OpenAI Realtime Audio API: Voice Agents Guide 2026
On May 7, 2026, OpenAI quietly made voice agents production-viable. Three new realtime audio models landed in the API at the same time: GPT-Realtime-2 (voice with GPT-5-class reasoning), GPT-Realtime-Translate (live speech-to-speech translation across 70+ languages), and GPT-Realtime-Whisper (streaming speech-to-text billed by the minute). Each model has its own pricing, endpoint, and use-case fit.
If you have been waiting for a stable, production-ready voice API before building, the wait is over. This guide walks through what each model does, how to connect to the API, what it costs, and the production patterns that separate a working demo from a robust voice agent. To wire voice into a larger agent system, our OpenAI Agents SDK multi-agent tutorial covers the orchestration layer.

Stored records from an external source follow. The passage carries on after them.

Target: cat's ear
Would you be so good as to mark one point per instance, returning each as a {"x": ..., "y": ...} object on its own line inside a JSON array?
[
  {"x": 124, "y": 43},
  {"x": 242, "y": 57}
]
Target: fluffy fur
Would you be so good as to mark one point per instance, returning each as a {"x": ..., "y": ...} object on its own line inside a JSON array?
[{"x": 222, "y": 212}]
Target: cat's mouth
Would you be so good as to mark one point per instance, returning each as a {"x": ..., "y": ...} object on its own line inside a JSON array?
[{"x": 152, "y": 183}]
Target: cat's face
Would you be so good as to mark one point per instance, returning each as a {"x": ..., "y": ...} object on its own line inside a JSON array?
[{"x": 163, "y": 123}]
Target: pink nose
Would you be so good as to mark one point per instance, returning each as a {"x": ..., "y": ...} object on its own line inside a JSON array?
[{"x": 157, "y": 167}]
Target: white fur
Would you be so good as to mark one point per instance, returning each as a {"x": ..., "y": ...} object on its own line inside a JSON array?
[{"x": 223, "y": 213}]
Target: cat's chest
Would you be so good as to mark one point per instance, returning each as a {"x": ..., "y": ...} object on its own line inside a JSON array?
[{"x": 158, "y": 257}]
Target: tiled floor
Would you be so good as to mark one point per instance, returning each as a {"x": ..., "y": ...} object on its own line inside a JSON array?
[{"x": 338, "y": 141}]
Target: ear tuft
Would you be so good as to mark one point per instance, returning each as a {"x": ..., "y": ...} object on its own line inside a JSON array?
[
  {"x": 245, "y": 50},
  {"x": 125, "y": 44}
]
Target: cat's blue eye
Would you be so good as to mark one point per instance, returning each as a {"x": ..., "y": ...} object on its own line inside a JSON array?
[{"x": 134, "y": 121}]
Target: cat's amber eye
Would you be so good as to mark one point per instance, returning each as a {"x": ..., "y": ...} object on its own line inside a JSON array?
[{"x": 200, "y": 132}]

Effloow Lab inspected the Realtime API protocol and validated client-side event structures locally before writing this. Full live testing requires an OpenAI API key, so where it matters we mark what we verified against the docs and what we did not run end to end. The protocol validation note is public if you want to see the exact checks.
Why This Release Matters
Previous versions of the Realtime API required working around a 32K-token context ceiling, managing your own speech-to-text pipeline, and accepting that the model would sometimes lose the thread of a long conversation. GPT-Realtime-2 removes these constraints:
- Context window expanded to 128K tokens — four times the previous limit, enough for multi-turn conversations spanning tens of minutes
- GPT-5-class reasoning integrated directly — the model can call tools, reason through steps, and respond, all without leaving the audio stream
- Three specialized models instead of one general voice model, each optimized for a specific cost-performance point
The split into three models is also a pricing move. If you only need transcription, GPT-Realtime-Whisper at $0.017/minute is dramatically cheaper than running voice inference at $32/1M tokens. Choose the right model and you can cut costs by 80–90% relative to using GPT-Realtime-2 for everything.
| Model | Job it does | Metered price | Cached input | Context / scope |
|---|---|---|---|---|
| gpt-realtime-2 | Voice reasoning agent (tool calls, multi-turn) | $32/1M input · $64/1M output tokens | $0.40/1M input tokens | 128K tokens |
| gpt-realtime-translate | Live speech-to-speech translation | $0.034/min | — | 70+ input → 13 output languages |
| gpt-realtime-whisper | Streaming transcription | $0.017/min | — | STT-only |
Every figure above is drawn from OpenAI's own launch post and API pricing page (May 7, 2026) — the full source-check note is public. Two new voices, Cedar and Marin, shipped exclusively with this release alongside the existing set (alloy, echo, shimmer, and others), and gpt-realtime-2 scores 96.6% on OpenAI's Big Bench Audio reasoning benchmark — 15.2% above the prior gpt-realtime-1.5.
GPT-Realtime-2: Voice Reasoning for Production Agents
GPT-Realtime-2 is the flagship of the trio. It brings GPT-5-level intelligence into the audio stream: the model can reason through multi-step requests, call functions, handle tool results, and continue speaking — all without pausing the conversation for a round trip to a separate text model.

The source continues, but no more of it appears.